Expression Analysis, A Quintiles Company, Durham NC 27713, USA.
BMC Genomics. 2013 Oct 3;14(1):675. doi: 10.1186/1471-2164-14-675.
With the price of next generation sequencing steadily decreasing, bacterial genome assembly is now accessible to a wide range of researchers. It is therefore necessary to understand the best methods for generating a genome assembly, specifically, which combination of sequencing and bioinformatics strategies result in the most accurate assemblies. Here, we sequence three E. coli strains on the Illumina MiSeq, Life Technologies Ion Torrent PGM, and Pacific Biosciences RS. We then perform genome assemblies on all three datasets alone or in combination to determine the best methods for the assembly of bacterial genomes.

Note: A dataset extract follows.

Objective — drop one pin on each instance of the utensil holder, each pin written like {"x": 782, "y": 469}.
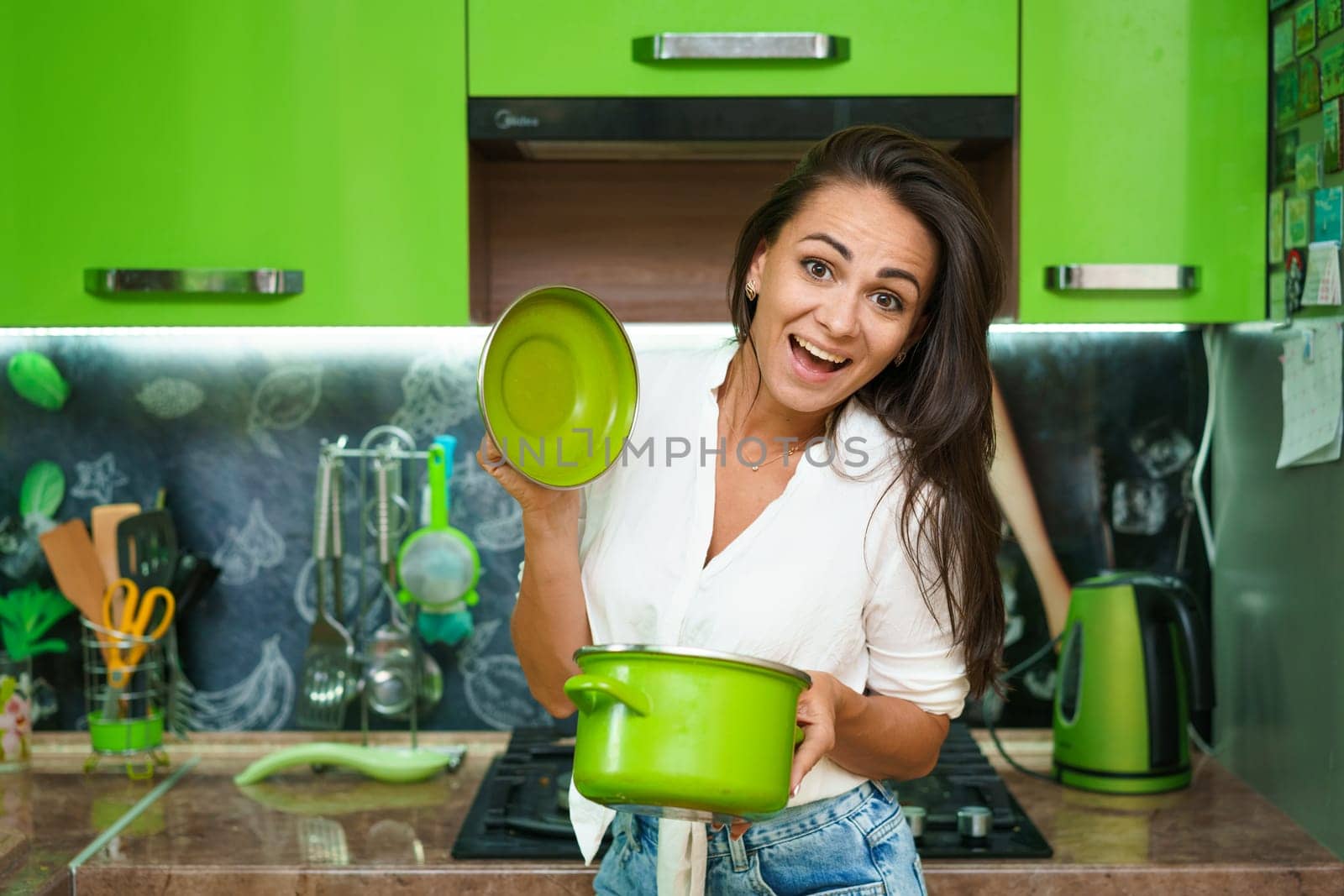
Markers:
{"x": 134, "y": 730}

Three E. coli strains - BL21(DE3), Bal225, and DH5α - were sequenced to a depth of 100× on the MiSeq and Ion Torrent machines and to at least 125× on the PacBio RS. Four assembly methods were examined and compared. The previously published BL21(DE3) genome [GenBank:AM946981.2], allowed us to evaluate the accuracy of each of the BL21(DE3) assemblies. BL21(DE3) PacBio-only assemblies resulted in a 90% reduction in contigs versus short read only assemblies, while N50 numbers increased by over 7-fold. Strikingly, the number of SNPs in PacBio-only assemblies were less than half that seen with short read assemblies (20 SNPs vs. ~50 SNPs) and indels also saw dramatic reductions (2 indel >5 bp in PacBio-only assemblies vs. ~12 for short-read only assemblies). Assemblies that used a mixture of PacBio and short read data generally fell in between these two extremes. Use of PacBio sequencing reads also allowed us to call covalent base modifications for the three strains. Each of the strains used here had a known covalent base modification genotype, which was confirmed by PacBio sequencing.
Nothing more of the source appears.